Nadolsky, Karl Z; Hurley, Daniel L; Garvey, W Timothy.
  • Nadolsky KZ; From the Department of Diabetes & Endocrinology, Assistant Professor of Medicine, Michigan State University College of Human Medicine, Grand Rapids, Michigan. Electronic address: karl.nadolsky@spectrumhealth.org.
  • Hurley DL; Division of Endocrinology, Diabetes, Metabolism, and Nutrition, Associate Professor of Medicine, Mayo Clinic, Rochester, Minnesota.
  • Garvey WT; Department of Nutrition Sciences, Associate Professor of Medicine, UAB Diabetes Research Center, University of Alabama at Birmingham, Birmingham, Alabama.
Endocr Pract ; 26(8): 923-925, 2020 Aug.
Article in English | MEDLINE | ID: covidwho-1067862
ABSTRACT
The pandemic of novel coronavirus disease 2019 (COVID-19) has triggered an international crisis resulting in excess morbidity and mortality with adverse societal, economic, and geopolitical consequences. Like other disease states, there are patient characteristics that impact clinical risk and determine the spectrum of severity. Obesity, or adiposity-based chronic disease, has emerged as an important risk factor for morbidity and mortality due to COVID-19. It is imperative to further stratify risk in patients with obesity to determine optimal mitigation and perhaps therapeutic preparedness strategies.
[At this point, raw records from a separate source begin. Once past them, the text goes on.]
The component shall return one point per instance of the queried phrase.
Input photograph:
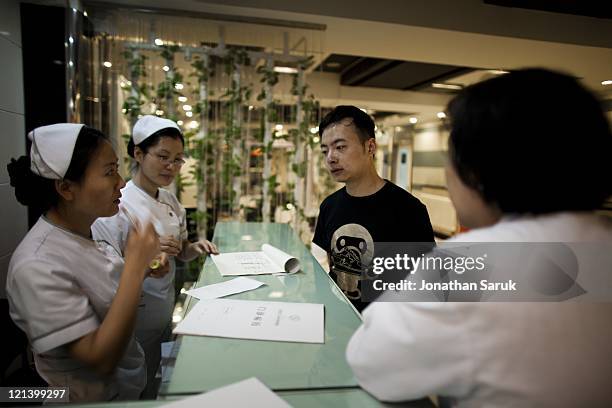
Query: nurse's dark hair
(154, 139)
(363, 123)
(39, 192)
(532, 141)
We suspect that insulin resistance is an important pathophysiologic cause of poor outcomes in patients with obesity and COVID-19 independent of body mass index. This explains the association of type 2 diabetes mellitus (T2DM), hypertension (HTN), and cardiovascular disease with poor outcomes since insulin resistance is the main driver of both dysglycemia-based chronic disease and cardiometabolic-based chronic disease towards end-stage disease manifestations. Staging the severity of adiposity-related disease in a "complication-centric" manner (HTN, dyslipidemia, metabolic syndrome, T2DM, obstructive sleep apnea, etc.) among different ethnic groups in patients with COVID-19 should help predict the adverse risk of adiposity on patient health in a pragmatic and actionable manner during this pandemic.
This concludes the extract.